Ihave a pentium IV processor socket 434 2.0 ghz and asus motherboard wit 16 mb on boarb and 128 mb of ram with 40 gb hard disk.And windows xp pro sp2.

Now the problem is when i start the game i mean harry potter and the goblet of fire. My monitor gives me a somewhat error type of thing showing that it is out of frequency some what like this:

OUT OF FREQUENCY
                                HF: 56.6KHZ
                                VF:70.0HZ
                         OPERATING FREQUENCY
                                HF:30-54 KHZ
                                VF:50-120 HZ

The game requirements are all completed excpet for ram for which it needs 256 mb and video memory about 32 mb. But hte previous version of this series game harry potter poa also had same requirements but it used oto run fine. So i cant understand the problem

      i am a very addicted freak of this series game and  so i need u game master help to find a solution out of this problem .

 Anything you can help me with . Any softwares or i have heard that htere are also some programming tricks in game files by which we can lower down the requirements for game . please send me any of suggestions to help ,me with this issue anything will do even if it disrupts game graphics bit or slows down my pc just give me a solution to this . *Please help me soon by sending ur sugeestion as i am a very desperate freak to play the game and i will hang myself if i am not able to play it.*


----------



## vijay_7287 (Dec 6, 2005)

i never played tht game but this thread might help u better

*www.thinkdigit.com/forum/viewtopic.php?t=19466


----------



## siriusb (Dec 6, 2005)

It's a driver  error. Just install a newer version of the driver.
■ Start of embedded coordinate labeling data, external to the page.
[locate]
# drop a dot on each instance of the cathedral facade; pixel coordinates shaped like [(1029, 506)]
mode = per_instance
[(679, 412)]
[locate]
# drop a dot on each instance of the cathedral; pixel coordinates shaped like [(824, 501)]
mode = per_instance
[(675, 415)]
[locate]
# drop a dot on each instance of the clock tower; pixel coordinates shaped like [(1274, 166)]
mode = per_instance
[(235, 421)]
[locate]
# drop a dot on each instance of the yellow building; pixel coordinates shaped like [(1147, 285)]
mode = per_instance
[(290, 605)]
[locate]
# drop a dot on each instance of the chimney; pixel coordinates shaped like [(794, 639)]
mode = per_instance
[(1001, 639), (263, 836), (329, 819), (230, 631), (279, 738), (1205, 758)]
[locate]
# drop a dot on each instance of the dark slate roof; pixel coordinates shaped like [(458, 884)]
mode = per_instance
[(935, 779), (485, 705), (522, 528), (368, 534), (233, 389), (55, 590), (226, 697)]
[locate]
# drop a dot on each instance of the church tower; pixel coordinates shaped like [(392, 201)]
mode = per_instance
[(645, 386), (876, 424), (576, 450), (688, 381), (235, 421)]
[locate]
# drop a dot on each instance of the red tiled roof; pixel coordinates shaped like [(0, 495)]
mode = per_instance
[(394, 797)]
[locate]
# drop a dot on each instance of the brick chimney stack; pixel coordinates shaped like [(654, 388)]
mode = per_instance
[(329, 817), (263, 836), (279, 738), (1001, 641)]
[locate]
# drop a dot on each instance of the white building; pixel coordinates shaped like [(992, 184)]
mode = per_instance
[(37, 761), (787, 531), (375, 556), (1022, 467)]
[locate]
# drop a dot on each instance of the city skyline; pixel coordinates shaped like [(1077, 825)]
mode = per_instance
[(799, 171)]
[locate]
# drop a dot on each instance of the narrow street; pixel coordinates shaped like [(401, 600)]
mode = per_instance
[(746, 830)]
If you already have the newest version, then you may want to turn off features like vpu recover in case of ATi and lower the agp acceleration.


----------



## con_tester (Dec 7, 2005)

siriusb said:
			
		

> It's a driver  error. Just install a newer version of the driver. If you already have the newest version, then you may want to turn off features like vpu recover in case of ATi and lower the agp acceleration.


Well if you look. At his post you can see he doesnt have ATi card.

Mate I also got this problem.
My only suggestion is that try this game on Windows 98.
It worked for me.


----------



## QwertyManiac (Dec 7, 2005)

con_tester said:
			
		

> siriusb said:
> 
> 
> 
> ...



@con_tester - You understand wats *in case of* dont you ?

@author - if theres a setting for playing the game at low resolution, choose that, as i think the game's trying to set a refresh rate incompatible with ur mon...


----------



## harry_nitish (Dec 8, 2005)

*Reply To All Genius Who Took The Toil To Reply To*

Hi Guys i read all of urs suggestins and trully to say i found none of that yseful and i have already said that i dont have a graphics card so tell me some other way that i can counter the problem and play the game.

Vijay i saw ur thread and none of htem was useful to me as none included any post for monitor troubleshooting during game play although it was a bit long.

sirusb i have already said that i dont hold an agp card so notify me of some other things any software that i can use to cure this problem or any tweaks orchanges that can be made in the internal game files requirements although it would lower it graphics but my main priorty is to start the game.Not with  holw its graphics emerges.

i have also run the game in winxp in 16 bit settings mode but of no avail.

at last i am resting on con_tester suggestion to install and play it in win98 as i have a dual operating system.so i will try this and surely post you by tomorrow.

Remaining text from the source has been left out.